Cuando el río cambia de ritmo

Siempre me ha gustado pescar cuando la temporada se apaga.
El calor sofocante del verano queda atrás y el río se transforma. Podemos volver a pescar al mediodía, cuando la luz es más limpia y los insectos vuelven a moverse sobre la superficie.

Los tramos imposibles del verano recuperan vida. El agua baja clara, fresca, y cada corriente parece invitar a quedarse un rato más.
Es como si el río respirara distinto.

Truchas desconfiadas y lances precisos

Pero no es fácil. Las truchas ya lo han visto todo: ninfas de todos los tamaños, emergentes, secas… y cada una las ha hecho un poco más sabias.
A estas alturas, cualquier error se paga caro. Solo una presentación precisa y silenciosa puede engañarlas.
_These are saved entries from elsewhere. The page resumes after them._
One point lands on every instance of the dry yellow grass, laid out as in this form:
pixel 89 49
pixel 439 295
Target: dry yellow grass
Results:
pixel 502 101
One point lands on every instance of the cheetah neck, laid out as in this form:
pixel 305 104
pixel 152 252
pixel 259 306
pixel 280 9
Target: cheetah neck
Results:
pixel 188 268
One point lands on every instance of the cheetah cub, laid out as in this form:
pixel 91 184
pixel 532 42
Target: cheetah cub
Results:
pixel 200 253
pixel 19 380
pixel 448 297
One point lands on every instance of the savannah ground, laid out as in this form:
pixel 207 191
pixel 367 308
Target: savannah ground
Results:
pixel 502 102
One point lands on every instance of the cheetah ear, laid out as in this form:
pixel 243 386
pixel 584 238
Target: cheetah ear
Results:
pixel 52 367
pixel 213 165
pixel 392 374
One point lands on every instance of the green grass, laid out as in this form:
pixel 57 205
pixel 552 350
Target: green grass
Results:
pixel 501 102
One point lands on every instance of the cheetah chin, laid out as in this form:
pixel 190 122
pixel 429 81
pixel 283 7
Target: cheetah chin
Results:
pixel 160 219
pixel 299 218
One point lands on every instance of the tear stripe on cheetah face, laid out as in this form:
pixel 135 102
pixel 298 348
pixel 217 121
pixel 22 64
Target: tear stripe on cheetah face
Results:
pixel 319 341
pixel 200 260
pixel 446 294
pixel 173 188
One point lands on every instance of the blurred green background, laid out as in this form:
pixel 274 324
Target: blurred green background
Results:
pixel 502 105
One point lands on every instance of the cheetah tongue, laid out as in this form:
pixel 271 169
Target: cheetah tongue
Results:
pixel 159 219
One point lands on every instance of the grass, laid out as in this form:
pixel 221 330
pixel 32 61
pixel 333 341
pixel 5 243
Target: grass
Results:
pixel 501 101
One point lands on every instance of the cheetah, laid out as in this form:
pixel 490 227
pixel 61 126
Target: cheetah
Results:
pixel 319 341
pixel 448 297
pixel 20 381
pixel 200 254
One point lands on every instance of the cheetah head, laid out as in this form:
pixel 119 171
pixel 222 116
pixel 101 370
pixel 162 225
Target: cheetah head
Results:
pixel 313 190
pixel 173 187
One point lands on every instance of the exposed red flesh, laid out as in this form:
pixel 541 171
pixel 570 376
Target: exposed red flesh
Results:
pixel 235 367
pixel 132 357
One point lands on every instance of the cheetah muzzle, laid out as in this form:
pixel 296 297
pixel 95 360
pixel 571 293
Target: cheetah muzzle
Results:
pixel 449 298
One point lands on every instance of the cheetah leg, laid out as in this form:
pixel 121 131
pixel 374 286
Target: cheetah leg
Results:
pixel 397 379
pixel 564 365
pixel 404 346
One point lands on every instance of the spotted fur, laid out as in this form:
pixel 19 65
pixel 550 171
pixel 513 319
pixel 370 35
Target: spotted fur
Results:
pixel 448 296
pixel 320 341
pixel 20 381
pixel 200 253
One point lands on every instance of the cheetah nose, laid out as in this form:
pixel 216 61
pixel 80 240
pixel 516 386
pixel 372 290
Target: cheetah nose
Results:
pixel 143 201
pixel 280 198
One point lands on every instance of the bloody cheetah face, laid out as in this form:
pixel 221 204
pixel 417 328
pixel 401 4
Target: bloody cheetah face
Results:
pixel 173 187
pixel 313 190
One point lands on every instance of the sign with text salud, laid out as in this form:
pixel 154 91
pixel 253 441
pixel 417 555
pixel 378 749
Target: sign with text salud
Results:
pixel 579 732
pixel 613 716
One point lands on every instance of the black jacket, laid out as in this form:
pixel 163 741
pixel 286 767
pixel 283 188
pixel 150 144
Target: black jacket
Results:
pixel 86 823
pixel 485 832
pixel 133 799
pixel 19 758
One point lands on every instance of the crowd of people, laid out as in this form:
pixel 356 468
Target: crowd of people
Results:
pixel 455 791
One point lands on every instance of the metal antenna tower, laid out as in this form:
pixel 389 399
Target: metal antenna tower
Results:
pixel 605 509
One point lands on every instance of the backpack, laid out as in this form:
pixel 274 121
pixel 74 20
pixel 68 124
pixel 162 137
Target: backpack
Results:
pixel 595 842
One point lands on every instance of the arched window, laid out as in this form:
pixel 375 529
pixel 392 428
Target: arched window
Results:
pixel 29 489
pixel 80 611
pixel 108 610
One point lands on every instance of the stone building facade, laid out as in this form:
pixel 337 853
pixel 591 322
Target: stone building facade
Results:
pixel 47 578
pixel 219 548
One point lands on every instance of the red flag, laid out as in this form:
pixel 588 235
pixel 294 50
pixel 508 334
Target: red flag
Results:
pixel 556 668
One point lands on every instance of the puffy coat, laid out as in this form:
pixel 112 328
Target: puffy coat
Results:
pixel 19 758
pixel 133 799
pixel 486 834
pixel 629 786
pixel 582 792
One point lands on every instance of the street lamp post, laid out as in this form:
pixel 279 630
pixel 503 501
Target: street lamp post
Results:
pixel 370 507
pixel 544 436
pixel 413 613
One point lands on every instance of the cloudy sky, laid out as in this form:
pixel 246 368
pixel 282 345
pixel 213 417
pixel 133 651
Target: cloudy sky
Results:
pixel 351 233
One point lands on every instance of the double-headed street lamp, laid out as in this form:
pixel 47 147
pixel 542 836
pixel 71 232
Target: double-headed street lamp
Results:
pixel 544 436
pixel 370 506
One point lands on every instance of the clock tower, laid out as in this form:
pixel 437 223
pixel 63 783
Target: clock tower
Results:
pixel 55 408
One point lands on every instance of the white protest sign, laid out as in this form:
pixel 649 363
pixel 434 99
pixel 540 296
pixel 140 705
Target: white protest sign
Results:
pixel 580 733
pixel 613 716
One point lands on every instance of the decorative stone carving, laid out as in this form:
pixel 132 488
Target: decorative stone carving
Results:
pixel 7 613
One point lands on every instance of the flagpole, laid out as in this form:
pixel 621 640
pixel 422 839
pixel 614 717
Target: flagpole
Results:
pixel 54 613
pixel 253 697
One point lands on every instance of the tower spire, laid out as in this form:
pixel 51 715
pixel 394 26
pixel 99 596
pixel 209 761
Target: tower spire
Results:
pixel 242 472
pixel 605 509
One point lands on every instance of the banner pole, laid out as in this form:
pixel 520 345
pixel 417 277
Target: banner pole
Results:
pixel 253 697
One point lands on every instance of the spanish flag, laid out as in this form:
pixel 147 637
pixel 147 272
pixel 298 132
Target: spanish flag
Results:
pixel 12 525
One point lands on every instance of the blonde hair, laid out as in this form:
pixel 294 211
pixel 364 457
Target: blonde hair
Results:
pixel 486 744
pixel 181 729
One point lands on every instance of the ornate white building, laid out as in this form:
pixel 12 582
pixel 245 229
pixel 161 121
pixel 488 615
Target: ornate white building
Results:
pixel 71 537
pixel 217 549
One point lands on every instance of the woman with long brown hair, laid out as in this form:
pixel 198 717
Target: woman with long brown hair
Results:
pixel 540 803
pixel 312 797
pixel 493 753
El reto y la calma del final de temporada

Y sin embargo, siguen ahí. Con la urgencia de alimentarse antes de la freza, con la desconfianza de quien ya conoce todos los trucos.
Esa tensión entre necesidad y recelo convierte cada jornada en algo único.

El final de temporada tiene algo de despedida y algo de celebración.
No hay prisa, ni ruido, ni metas. Solo el agua, el silencio y una última deriva bien hecha.

Puedes seguir pescando como siempre.
O empezar a decidir mejor.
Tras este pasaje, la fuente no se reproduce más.